Cerebral hemorrhage is a kind of frequently-occurring disease, and the objective and accurate evaluation of the illness severity of cerebral hemorrhage patients has important meaning for prognosis determination. The Acute Physiology and Chronic Health Disease Classification System II (APACHE II) is a scientific, objective and reliable score system for the intensive care unit (ICU) to evaluate the illness severity of critically ill patients and forecast the prognosis of these patients. Since its clinical application in 1985, it has become the most frequent critical disease score system in the world (1, 2). NIHSS is a comprehensive stroke scale. It is a neurological function inspection scale with 15 items and was designed in 1989 by Thmos et al. for the treatment research of acute stroke. This scale has been mainly used to evaluate the neurologic impairment degree of stroke patients. At present, there are few reports on the clinical research of APACHE II and NIHSS scores in evaluating the short-term prognosis of acute APACHE II cerebral hemorrhage patients. Therefore, this exploratory research was carried out.

Information and Methods

Case Selection

There were 189 cerebral hemorrhage hospitalized patients in the Neurology Department and Neurosurgery Department of North China University of Science and Technology Affiliated Hospital in 4 years. Among these patients, 117 patients were male and 72 patients were female, and the average age (x±s) of these patients was 1.300±12.211 years old. Furthermore, among these 189 patients, 68 patients were conscious, 25 patients were somnolent, 12 patients were lethargic, 35 patients were in light coma status, 30 patients were in middle coma status, and 19 patients were in deep coma status. All patients entered the hospital within 3 days after onset of cerebral hemorrhage, complied with the cerebral hemorrhage diagnosis standards formulated by the Fourth National Conference on the Diagnosis of Cerebrovascular Disease Academic in 1995, and were verified by head computed tomography (CT) or (and) magnetic resonance imaging (MRI). Patients with hematologic cerebral hemorrhage and tumor cerebral hemorrhage were excluded. In the present study, patients who died within 4 weeks were considered death cases in the hospital, else these considered survival cases in the hospital (the persistent vegetative state was included). Follow-up visits and verification were carried on patients after discharge. This study was conducted in accordance with the declaration of Helsinki.
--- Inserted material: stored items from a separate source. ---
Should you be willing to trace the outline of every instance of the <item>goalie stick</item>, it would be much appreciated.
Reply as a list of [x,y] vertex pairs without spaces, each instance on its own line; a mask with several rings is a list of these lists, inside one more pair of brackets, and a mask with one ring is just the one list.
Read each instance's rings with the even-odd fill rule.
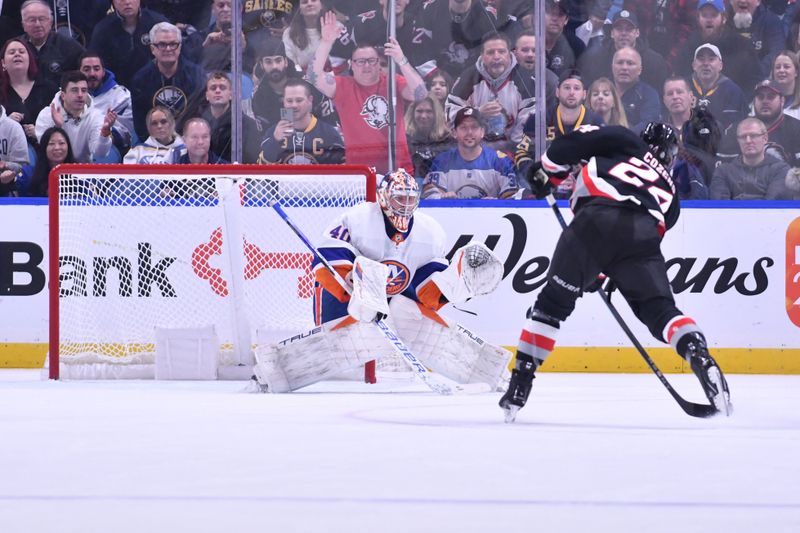
[[[270,207],[278,213],[284,222],[291,228],[297,237],[303,241],[303,244],[306,245],[306,248],[317,258],[317,260],[322,264],[325,269],[330,272],[330,274],[336,279],[337,282],[347,291],[348,294],[352,293],[352,287],[350,284],[342,278],[341,275],[336,271],[335,268],[331,266],[328,261],[322,257],[319,251],[311,244],[311,241],[305,236],[305,234],[300,230],[297,224],[289,218],[289,215],[286,214],[286,211],[283,210],[283,207],[278,202],[277,199],[273,198],[269,201]],[[408,349],[405,343],[397,336],[397,334],[392,331],[392,329],[380,319],[376,319],[374,324],[381,330],[383,336],[389,342],[389,344],[394,348],[395,352],[400,356],[403,362],[408,365],[409,369],[411,369],[413,375],[419,379],[422,383],[427,385],[432,391],[437,392],[443,395],[453,395],[453,394],[477,394],[482,392],[489,392],[491,390],[489,384],[487,383],[467,383],[461,384],[456,383],[453,380],[447,379],[446,377],[436,374],[428,370],[428,368],[419,360],[417,357]]]
[[[562,230],[567,229],[567,222],[566,220],[564,220],[564,215],[561,214],[561,210],[558,208],[558,204],[556,203],[556,199],[553,197],[552,193],[547,195],[546,200],[548,205],[553,209],[553,213],[555,213],[556,218],[558,219],[558,223],[561,225],[561,229]],[[625,332],[625,335],[628,336],[628,339],[630,339],[630,341],[636,347],[636,350],[639,352],[639,355],[641,355],[645,363],[647,363],[647,366],[650,367],[650,370],[652,370],[653,373],[656,375],[656,377],[658,377],[658,379],[661,381],[661,384],[664,385],[667,391],[672,395],[675,401],[678,402],[678,405],[681,407],[681,409],[683,409],[683,411],[687,415],[695,416],[697,418],[708,418],[710,416],[714,416],[719,412],[717,408],[713,405],[690,402],[684,399],[680,394],[678,394],[677,391],[675,391],[675,389],[672,388],[670,382],[667,381],[667,378],[661,372],[661,369],[658,368],[655,361],[653,361],[650,355],[648,355],[648,353],[645,351],[644,347],[641,345],[639,340],[636,338],[636,336],[630,330],[628,325],[625,323],[625,319],[623,319],[622,315],[619,314],[617,308],[614,307],[614,304],[611,303],[611,298],[609,297],[609,295],[606,294],[606,292],[602,288],[600,288],[597,291],[597,294],[600,295],[600,298],[603,300],[603,303],[606,304],[608,310],[611,311],[611,314],[614,316],[614,319],[617,321],[617,324],[620,325],[622,330]]]

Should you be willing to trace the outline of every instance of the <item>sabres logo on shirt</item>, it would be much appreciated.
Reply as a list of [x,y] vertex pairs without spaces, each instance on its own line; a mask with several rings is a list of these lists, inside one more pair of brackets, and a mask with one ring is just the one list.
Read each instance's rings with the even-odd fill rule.
[[166,85],[157,90],[153,95],[153,107],[157,105],[166,107],[172,111],[175,118],[178,118],[186,111],[188,99],[186,98],[186,93],[179,87]]
[[381,261],[389,267],[389,278],[386,280],[386,294],[394,296],[403,292],[411,282],[411,272],[408,267],[397,261]]
[[389,125],[389,104],[386,98],[374,94],[364,101],[361,116],[370,127],[379,130]]

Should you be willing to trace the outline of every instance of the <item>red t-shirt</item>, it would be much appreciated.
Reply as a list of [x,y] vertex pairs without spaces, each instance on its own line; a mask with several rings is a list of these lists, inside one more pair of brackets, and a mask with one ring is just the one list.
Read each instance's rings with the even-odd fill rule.
[[[381,74],[377,84],[364,86],[356,83],[350,76],[336,76],[336,96],[333,99],[342,122],[347,163],[375,167],[380,174],[389,171],[387,79],[385,74]],[[402,76],[396,76],[395,80],[397,94],[395,159],[398,167],[413,173],[414,166],[408,154],[406,128],[403,124],[406,105],[400,96],[407,83]],[[391,169],[394,170],[396,169]]]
This study was conducted with approval from the Ethics Committee of the Affiliated Hospital of North China University of Science and Technology. Written informed consent was obtained from all participants.

Evaluation Method

After all, patients were hospitalized, the APACHE II and NIHSS scores were determined for physiological parameters, laboratory inspection results, and the worst-case value of the nervous system examination and these were collected within 24 h after entering the hospital. Differences in scores between the survival group and the death group were compared. The ROC curve of these two scores for distinguishing the prognosis of patients and the area under the curve was calculated to determine the dividing value. The discriminant equation was established, taking patient prognosis as the dependent variable and APACHE II and NIHSS scores as independent variables.

Statistical Processing

A database was established for all data using Excel, and the statistical analysis was carried out using SPSS ver. 11.5 software. The measurement data used t-test and used X2-test for the discriminant analysis. The advantages and disadvantages of the forecasting effectiveness of the scoring system were compared using the methods of Hanley and McNeil (3), and the area under the ROC curve was also compared. In comparing the value of APACHE II and NIHSS scores of patients in the survival group and death group, the value for the death group was obviously higher than that for the survival group, and the difference was statistically significant (Table 1).
Table 1

Score comparison of cerebral hemorrhage patients in the survival group and death group.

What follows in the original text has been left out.